Jalan Ambles Lenteng Agung Makan Korban, Pemotor Terjun ke Lubang saat Lawan Arus
Peristiwa tersebut sempat terekam kamera CCTV dan viral di media sosial.
Seorang pengendara sepeda motor terperosok ke lubang jalan ambles di Jalan Raya Lenteng Agung, Jagakarsa, Jakarta Selatan. Peristiwa tersebut sempat terekam kamera CCTV dan viral di media sosial.
Dalam rekaman video, pemotor terlihat mencoba melintas dengan melawan arah di sekitar lokasi jalan amblas. Tak lama kemudian, motor beserta pengendaranya jatuh masuk ke dalam lubang di tengah jalan. Warga yang berada di sekitar lokasi langsung berhamburan untuk memberikan pertolongan.

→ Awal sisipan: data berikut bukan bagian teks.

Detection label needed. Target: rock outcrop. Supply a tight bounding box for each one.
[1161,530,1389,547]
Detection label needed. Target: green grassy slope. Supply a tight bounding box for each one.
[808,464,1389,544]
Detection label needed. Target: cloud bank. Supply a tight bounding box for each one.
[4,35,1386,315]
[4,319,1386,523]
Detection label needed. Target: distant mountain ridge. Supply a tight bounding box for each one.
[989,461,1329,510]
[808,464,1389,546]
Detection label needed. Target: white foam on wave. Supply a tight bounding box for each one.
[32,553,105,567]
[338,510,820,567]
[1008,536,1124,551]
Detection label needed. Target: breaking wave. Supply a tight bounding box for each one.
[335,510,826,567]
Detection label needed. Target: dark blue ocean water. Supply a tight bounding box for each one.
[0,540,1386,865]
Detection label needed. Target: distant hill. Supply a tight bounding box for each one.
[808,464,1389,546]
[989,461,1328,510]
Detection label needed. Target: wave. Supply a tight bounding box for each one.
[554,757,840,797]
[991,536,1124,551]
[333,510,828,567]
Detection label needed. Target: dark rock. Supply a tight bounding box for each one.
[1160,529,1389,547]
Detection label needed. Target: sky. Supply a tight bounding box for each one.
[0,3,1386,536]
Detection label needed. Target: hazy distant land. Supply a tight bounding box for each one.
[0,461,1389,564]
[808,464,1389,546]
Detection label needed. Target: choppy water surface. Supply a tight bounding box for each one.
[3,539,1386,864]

Kapolsek Jagakarsa Kompol Nurma Dewi mengatakan, berdasarkan keterangan warga, kejadian itu bermula saat arus lalu lintas di lokasi sedang padat merayap.
“Katanya macet. Dia lewat sebelah sini, mau melawan arus lewat kanan,” kata Nurma saat dihubungi, Jumat (29/5/2026).
Lubang Berada di Tengah Jalan
Nurma menjelaskan, posisi jalan yang ambles berada tepat di bagian tengah jalan. Saat mencoba mengambil jalur berlawanan, pengendara diduga tidak menyadari adanya lubang tersebut.
“Bolongnya di tengah,” ujarnya.
Beruntung, pengendara motor tidak mengalami luka serius dalam insiden itu. Hanya kendaraan yang dikendarainya masuk ke dalam lubang tanah akibat jalan amblas.
“Orangnya enggak kenapa-kenapa. Cuma motornya masuk,” kata Nurma.
Warga Bantu Evakuasi Korban
Warga sekitar kemudian sigap membantu proses evakuasi. Sebuah tangga dipasang agar pengendara dapat keluar dari lubang dengan aman. Warga juga turut membantu mengangkat sepeda motor milik korban.
“Dikasih tangga biar naik dia. Warga juga bantu naikin motornya,” ujarnya.
Setelah berhasil dievakuasi, pemotor disebut langsung meninggalkan lokasi dan tidak menjalani perawatan medis.
“Naik sendiri kok. Habis itu balik,” ucap dia.
Jalan Ambles Sejak Kamis Malam
Peristiwa itu terjadi di lokasi jalan ambles di Jalan Raya Lenteng Agung, Jagakarsa. Jalan tersebut diketahui amblas pada Kamis (28/5/2026) malam.
Lubang yang terbentuk memiliki ukuran sekitar tiga meter lebar, tiga meter dalam, dan panjang mencapai 16 meter.
Pada Jumat pagi, petugas Dinas Sumber Daya Air (SDA) telah memasang pelat baja untuk menutup sebagian lubang agar kendaraan tetap dapat melintas. Meski demikian, arus lalu lintas di sekitar lokasi masih terpantau padat.
“Sudah ditutup pakai besi biar bisa lewat,” kata Nurma.